A Internet Argument Ender about local tax rates
April 14, 2019 3:00 PM   Subscribe

A Internet Argument Ender about local tax rates
I got sick to the teeth of the constant whining about our municipal taxes on local social media and Reddit, so spent an afternoon doing some research on comparable municipalities and tax rates in Ontario. The more valuable end of this from a broader perspective might be a follow-on page about why ratio complaints (our city pays more for XXX than any other city, or our city's taxes are a higher percentage of YYY than other cities') are kind of bullshit.
Role: Researcher/writer/creator
posted by Shepherd (2 comments total) 2 users marked this as a favorite
This project was posted to MetaFilter by sardonyx on April 24, 2019: A Internet Argument Ender about local tax rates

This is a nifty dive into a headachey topic in these particular times (IMMA TAXPAYER!!! GOVERNMENT FOR THE PEOPLE!!!) here in Ontario.

So this really is fudging something in search of a better way of doing it, but without home price averages (ideally for single-home residences, to align with our tax category) for individual municipalities instead of huge catchments, it's hard to find a better way.

If you haven't had a look, MPAC may have that data, but you might have to pay for it.

Milton, for instance, is our outlier here. The suspicion is that as essentially a borough they can lean into Toronto as a sports/culture/transit mecca, so they can offer a dramatically lower tax rate than some of their peers in size.

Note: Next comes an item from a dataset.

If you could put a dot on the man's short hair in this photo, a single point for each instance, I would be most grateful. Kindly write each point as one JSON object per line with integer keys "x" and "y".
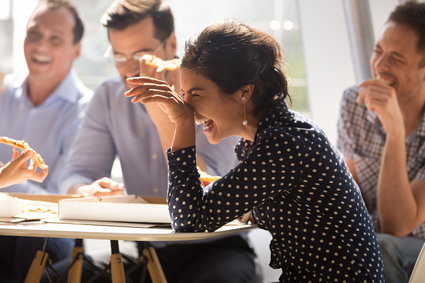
{"x": 57, "y": 4}
{"x": 412, "y": 14}
{"x": 124, "y": 13}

The other cities on the list are "standalones", and essentially are providing Toronto-level services but to much smaller populations.

Yeah, it's been able to get away with not providing (and paying the full freight for) what we might call a mature suite of municipal services for a number of reasons, and the current mayor (now Canada's longest-serving, at 13 terms) takes it as an article of faith that property taxes shall not rise for any reason (more or less), and he will likely be re-elected until he's carried from his office.

The other thing to note about Milton is that it also has a municipal tier above it (the regional municipality of Halton, which, pending the provincial review of regional muncipalities, may or may not change dramatically), so certain costs are shared out between municipalities large and small within the region (e.g., Halton Regional Police Service).
posted by mandolin conspiracy at 9:54 AM on April 15


Cost-sharing however, doesn't necessarily bring a financial benefit. Look at Cambridge, Waterloo and Kitchener in your data. They're all part of the same municipality, but Cambridge is typically the "poor cousin" in the relationship (even though its the middle city in terms of size) and yet its rates are higher than those of the other two cities. In fact, most Cambridge residents would say that to some degree, K-W is leeching off of Cambridge (see all arguments about the rapid transit system in the region).

This is really nice work, Shepherd. Well done.